Going into the Valley – Study Tour Silicon Valley Day 2
November 6, 2019
Sehr früh (für manche zu früh) an diesem Dienstagmorgen im November treffen wir uns vor dem Departement Store Macy’s an der Geary Street beim Union Square in San Francisco. Der Kings Bus steht schon bereit für eine abenteuerliche Reise durchs Silicon Valley. Heute gehts nach San José sowie Palo Alto. Wir besuchen heute die Santa Clara University, ABB, das IFTF Institute for Future und AnChain.AI. Das heutige Programm verspricht viel und ist dichtgedrängt von Highlights. Die Fahrt dorthin dauert 1,5h – diesen Weg bewältigen täglich 20’000 Arbeitnehmende mittels Bussen – den sogenannten “Google Bus” – direkt von ihren Arbeitgebern organisiert von San Francisco ins Silicon Valley.

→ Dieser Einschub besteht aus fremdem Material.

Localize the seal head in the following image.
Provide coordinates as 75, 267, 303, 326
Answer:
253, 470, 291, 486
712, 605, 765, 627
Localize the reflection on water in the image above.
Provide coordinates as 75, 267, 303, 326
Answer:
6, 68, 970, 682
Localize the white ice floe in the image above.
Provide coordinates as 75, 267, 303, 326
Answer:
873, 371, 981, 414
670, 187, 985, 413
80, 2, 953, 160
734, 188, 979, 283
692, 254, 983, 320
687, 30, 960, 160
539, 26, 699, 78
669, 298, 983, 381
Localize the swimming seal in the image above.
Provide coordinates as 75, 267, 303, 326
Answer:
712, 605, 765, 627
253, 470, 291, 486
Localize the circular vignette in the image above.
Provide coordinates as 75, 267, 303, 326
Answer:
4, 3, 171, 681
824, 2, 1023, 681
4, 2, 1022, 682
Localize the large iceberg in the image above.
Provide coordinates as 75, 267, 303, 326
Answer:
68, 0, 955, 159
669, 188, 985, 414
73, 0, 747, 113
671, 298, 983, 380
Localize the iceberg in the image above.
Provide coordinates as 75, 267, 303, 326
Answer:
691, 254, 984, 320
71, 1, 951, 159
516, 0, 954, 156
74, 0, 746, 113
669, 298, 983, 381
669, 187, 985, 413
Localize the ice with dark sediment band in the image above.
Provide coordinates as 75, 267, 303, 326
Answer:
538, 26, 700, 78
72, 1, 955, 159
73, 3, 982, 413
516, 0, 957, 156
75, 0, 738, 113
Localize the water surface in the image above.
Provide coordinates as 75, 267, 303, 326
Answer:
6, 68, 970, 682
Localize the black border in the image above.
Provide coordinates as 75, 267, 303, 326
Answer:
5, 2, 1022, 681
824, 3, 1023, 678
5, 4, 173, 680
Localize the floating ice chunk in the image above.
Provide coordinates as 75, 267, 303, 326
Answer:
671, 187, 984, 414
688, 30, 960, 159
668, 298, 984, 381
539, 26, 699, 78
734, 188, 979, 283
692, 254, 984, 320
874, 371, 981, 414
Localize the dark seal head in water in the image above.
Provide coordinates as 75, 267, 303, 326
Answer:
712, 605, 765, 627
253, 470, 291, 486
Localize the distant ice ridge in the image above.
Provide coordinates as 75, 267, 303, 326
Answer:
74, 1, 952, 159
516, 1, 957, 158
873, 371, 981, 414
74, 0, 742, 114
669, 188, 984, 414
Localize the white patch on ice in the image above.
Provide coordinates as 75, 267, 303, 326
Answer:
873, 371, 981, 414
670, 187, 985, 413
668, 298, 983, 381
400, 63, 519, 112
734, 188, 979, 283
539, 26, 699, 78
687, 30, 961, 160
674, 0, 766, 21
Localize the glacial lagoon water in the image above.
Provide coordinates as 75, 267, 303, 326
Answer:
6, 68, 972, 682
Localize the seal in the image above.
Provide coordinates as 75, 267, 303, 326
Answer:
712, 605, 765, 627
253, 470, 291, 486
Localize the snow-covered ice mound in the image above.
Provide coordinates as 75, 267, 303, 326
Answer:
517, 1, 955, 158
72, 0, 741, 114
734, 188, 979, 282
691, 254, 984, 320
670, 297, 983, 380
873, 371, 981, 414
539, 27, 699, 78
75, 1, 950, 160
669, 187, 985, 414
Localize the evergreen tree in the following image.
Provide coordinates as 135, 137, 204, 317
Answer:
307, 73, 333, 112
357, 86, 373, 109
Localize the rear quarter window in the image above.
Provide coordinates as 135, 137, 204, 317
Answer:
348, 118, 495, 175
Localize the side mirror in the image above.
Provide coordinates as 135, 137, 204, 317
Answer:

Nach ca. 1 1/2 Stunden sind wir froh, dass wir in San José angekommen sind, denn unser Fahrer hat sich als “Digital Driver” geoutet. Er kannte nur 1 und 0. Also 1 = Vollgas und 0 = Bremsen. Die Stossdämpfer dieses Busses, gekoppelt mit den eher schlechten Strassen, vermittelt das authentische Feeling eines Schüttelbechers.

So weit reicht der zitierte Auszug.